The plaintiffs do not dispute that they did not offer the demand letter in evidence.  They attempt to excuse that omission on the ground that the defendant not only acknowledged receiving the letter, but also sought a ruling that its response thereto was reasonable.  To this end, the plaintiffs suggest that the defendant’s own requested findings of fact and rulings of law demonstrate the plaintiffs’ satisfaction of the purposes served by the demand letter, i.e., to give notice to the defendant of the plaintiffs’ claim, and therefore, in these circumstances, to require the demand letter be offered in evidence is a needless hypertechnicality.  This argument, however, overlooks the second of the two purposes served by the demand letter:  “to operate as a control on the amount of damages which the complainant can ultimately recover if he proves his case.  If the addressee makes a reasonable tender of settlement which is rejected by the complainant, the damages recoverable are limited to the amount of the tender.  If the addressee either fails to make a tender of settlement, or makes an unreasonable tender in relation to the injury suffered, a finding for the plaintiff will lead to a recovery in the amount of actual damages or of $ 25, whichever is greater.  This amount is to be doubled or trebled if the court finds that the addressee’s failure to grant relief on demand was made in bad faith with knowledge or reason to know that the act or practice complained of violated § 2.  These are matters to be left to allegations and proof at trial.”  Slaney v. Westwood Auto, Inc., 366 Mass. 688, 704-705 (1975).  See Casavant v.

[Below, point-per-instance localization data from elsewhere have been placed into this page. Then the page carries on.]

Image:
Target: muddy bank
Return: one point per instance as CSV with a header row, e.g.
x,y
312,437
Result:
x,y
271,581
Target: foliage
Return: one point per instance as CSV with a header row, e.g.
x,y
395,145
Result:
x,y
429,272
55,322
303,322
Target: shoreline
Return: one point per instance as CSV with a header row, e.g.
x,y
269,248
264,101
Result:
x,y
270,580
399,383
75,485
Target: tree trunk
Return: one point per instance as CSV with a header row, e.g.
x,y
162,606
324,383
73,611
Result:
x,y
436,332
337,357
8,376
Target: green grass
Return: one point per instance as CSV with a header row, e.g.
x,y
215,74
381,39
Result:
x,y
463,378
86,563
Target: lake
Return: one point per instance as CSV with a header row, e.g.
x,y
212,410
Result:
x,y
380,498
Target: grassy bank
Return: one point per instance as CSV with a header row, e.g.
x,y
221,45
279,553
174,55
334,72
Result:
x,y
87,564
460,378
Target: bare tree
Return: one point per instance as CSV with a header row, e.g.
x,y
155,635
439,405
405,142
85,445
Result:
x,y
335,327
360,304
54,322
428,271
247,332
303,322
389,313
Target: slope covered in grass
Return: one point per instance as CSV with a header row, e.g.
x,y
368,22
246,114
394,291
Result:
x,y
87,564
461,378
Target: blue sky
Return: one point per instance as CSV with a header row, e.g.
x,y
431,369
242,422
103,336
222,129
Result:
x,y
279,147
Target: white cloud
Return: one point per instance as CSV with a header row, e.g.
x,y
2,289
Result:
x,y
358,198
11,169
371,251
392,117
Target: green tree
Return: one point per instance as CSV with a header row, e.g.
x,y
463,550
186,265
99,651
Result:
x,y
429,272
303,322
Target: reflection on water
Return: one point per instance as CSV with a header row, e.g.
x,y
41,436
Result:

Norwegian Cruise Line Ltd., 460 Mass. 500, 505 (2011).[4]

 

Decision and order of the

Appellate Division

affirmed.

 

 

Jeremy T. Robin for the plaintiffs.

Daniel Briansky for the defendant.

 

 


     [1] Daisy Gomez.

     [2] The defendant’s answer to the plaintiffs’ complaint is not in the record appendix, nor has the trial transcript been reproduced.  See Mass.R.A.P. 8, as amended, 430 Mass. 1601 (1999).

     [3] We do not intend to discourage stipulations or agreed-upon redactions.

     [4] We deny the defendant’s request for appellate attorney’s fees.